As for Moscow’s reaction, some Russians must have laughed at Trump’s words. But they were also surely smart enough to hear his message as more than a joke. For they had been quietly communicating with Trump’s aides and relatives (not to mention attacking Clinton on the internet and exacerbating American social tensions) and now here was Trump himself asking them for more dirt on his opponent.
Another reason to think Trump wasn’t joking is that he seemed, at that same Doral news conference, to offer the Kremlin a reward for its illegal help. He said in reply to a reporter’s question that he had been “looking at” reversing the Obama administration’s hostile response to Russia’s annexation of Crimea, and that he was also considering dropping Washington’s sanctions against Russia. (Flynn and Jared Kushner, we all learned later, spoke secretly to the Russians at greater length about dropping those sanctions.) In the same pro-Russian spirit, Trump at Doral also praised Putin. “And I hope he likes me,” Trump added, striking a familiar note. He claimed at Doral, “I have nothing to do with Russia,” and he has said the same many times since. But his appeal to Russia at that same press conference turned his claim into nonsense.
Was his Doral appeal illegal? Was it part of a pattern of criminal conspiracy? And might a prosecutor like Mueller use it against him?

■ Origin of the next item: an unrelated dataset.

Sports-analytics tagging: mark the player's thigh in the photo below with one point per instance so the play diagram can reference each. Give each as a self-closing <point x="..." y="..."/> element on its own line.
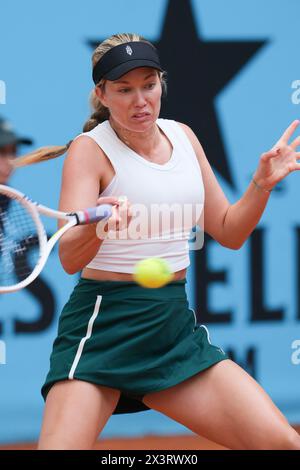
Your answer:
<point x="226" y="405"/>
<point x="75" y="413"/>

Toobin’s careful New Yorker piece, which included the opinions of several other legal experts, argued that a case of criminal conspiracy, or of accepting electoral aid from a foreign government, would be a more experimental case, and therefore a riskier path to victory, than a case of obstruction of justice, for which the evidence has been piling up fast. Toobin, however, leaves open the possibility that Mueller has been gathering evidence of conspiracy as well.
Short of playing a role in a case of conspiracy or a full-blown impeachment, Trump’s message to Moscow could play a larger part than it has in the moral and political case against Trump. It was wrong—terribly wrong—for him to solicit crimes by foreign agents and appeal to a hostile government for help in winning the White House. The appeal marked him indelibly, as other acts and statements have, as unfit to be president. It is undeniable that Trump urged a hostile foreign power to break American laws and to help tilt the election in his favor.
The evidence has been hiding in plain sight. Just take a look at the tape.